To get who bellongs in which team, first we need to get all the teams. We use `Category:Earth-616/Teams` for that.

In [2]:
def get_teams():
  
  cmcontinue_text = ""
  first_time = True
  
  team_list = []
  
  while cmcontinue_text or first_time: 
  
    first_time = False
  
    baseurl = "https://marvel.fandom.com/api.php?"
    action = "action=query&list=categorymembers"
    q_title = "cmtitle=Category:Earth-616/Teams"

    content = "prop=revisions&rvprop=content&rvslots=*"
    dataformat ="format=json"
    cmcontinue = "cmlimit=max&cmcontinue={}".format(cmcontinue_text)

    query = "{}{}&{}&{}&{}&{}".format(baseurl, action, q_title, content, dataformat, cmcontinue)
    wikiresponse = urllib.request.urlopen(query)
    wikidata = wikiresponse.read()
    wikitext = wikidata.decode('utf-8')
    
    wiki_json = json.loads(wikitext)
    
    team_list += [team["title"] for team in wiki_json["query"]["categorymembers"]
                 if not team["title"].startswith("Category:")]
    
    if "continue" in list(wiki_json.keys()):
      cmcontinue_text = wiki_json["continue"]["cmcontinue"]
    else:
      cmcontinue_text = ""
      
  first_time = True
    
  while cmcontinue_text or first_time: 
  
    first_time = False
  
    baseurl = "https://marvel.fandom.com/api.php?"
    action = "action=query&list=categorymembers"
    q_title = "cmtitle=Category:Earth-616/Organizations"

    content = "prop=revisions&rvprop=content&rvslots=*"
    dataformat ="format=json"
    cmcontinue = "cmlimit=max&cmcontinue={}".format(cmcontinue_text)

    query = "{}{}&{}&{}&{}&{}".format(baseurl, action, q_title, content, dataformat, cmcontinue)
    wikiresponse = urllib.request.urlopen(query)
    wikidata = wikiresponse.read()
    wikitext = wikidata.decode('utf-8')
    
    wiki_json = json.loads(wikitext)
    
    team_list += [team["title"] for team in wiki_json["query"]["categorymembers"]
                 if not team["title"].startswith("Category:")]
    
    if "continue" in list(wiki_json.keys()):
      cmcontinue_text = wiki_json["continue"]["cmcontinue"]
    else:
      cmcontinue_text = ""
      
  return team_list

In [3]:
teams = list(set(get_teams()))

In [4]:
len(teams)

3051

With this we get that there are 1778 different teams.
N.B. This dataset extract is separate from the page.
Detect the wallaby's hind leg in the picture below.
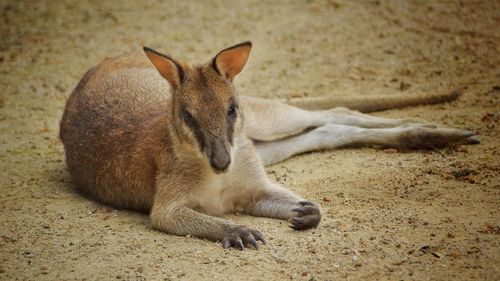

Now we need the members of each team. Luckily, there is a special page where we can get that: `Category:{team_name}/Members`

In [5]:
def getMembers(team):  
  cmcontinue_text = ""
  first_time = True
  
  member_list = []
  
  while cmcontinue_text or first_time: 
  
    first_time = False
  
    baseurl = "https://marvel.fandom.com/api.php?"
    action = "action=query&list=categorymembers"
    q_title = "cmtitle=Category:{}/Members".format(urllib.parse.quote_plus(team.replace(" ", "_")))

    content = "prop=revisions&rvprop=content&rvslots=*"
    dataformat ="format=json"
    cmcontinue = "cmlimit=max&cmcontinue={}".format(cmcontinue_text)

    query = "{}{}&{}&{}&{}&{}".format(baseurl, action, q_title, content, dataformat, cmcontinue)
    wikiresponse = urllib.request.urlopen(query)
    wikidata = wikiresponse.read()
    wikitext = wikidata.decode('utf-8')
    
    wiki_json = json.loads(wikitext)
    
    member_list += [member["title"] for member in wiki_json["query"]["categorymembers"]]
    
    if "continue" in list(wiki_json.keys()):
      cmcontinue_text = wiki_json["continue"]["cmcontinue"]
    else:
      cmcontinue_text = ""
      
  return member_list

In [6]:
dataset = []
for team in tqdm(teams):
  dataset.append([team, getMembers(team)])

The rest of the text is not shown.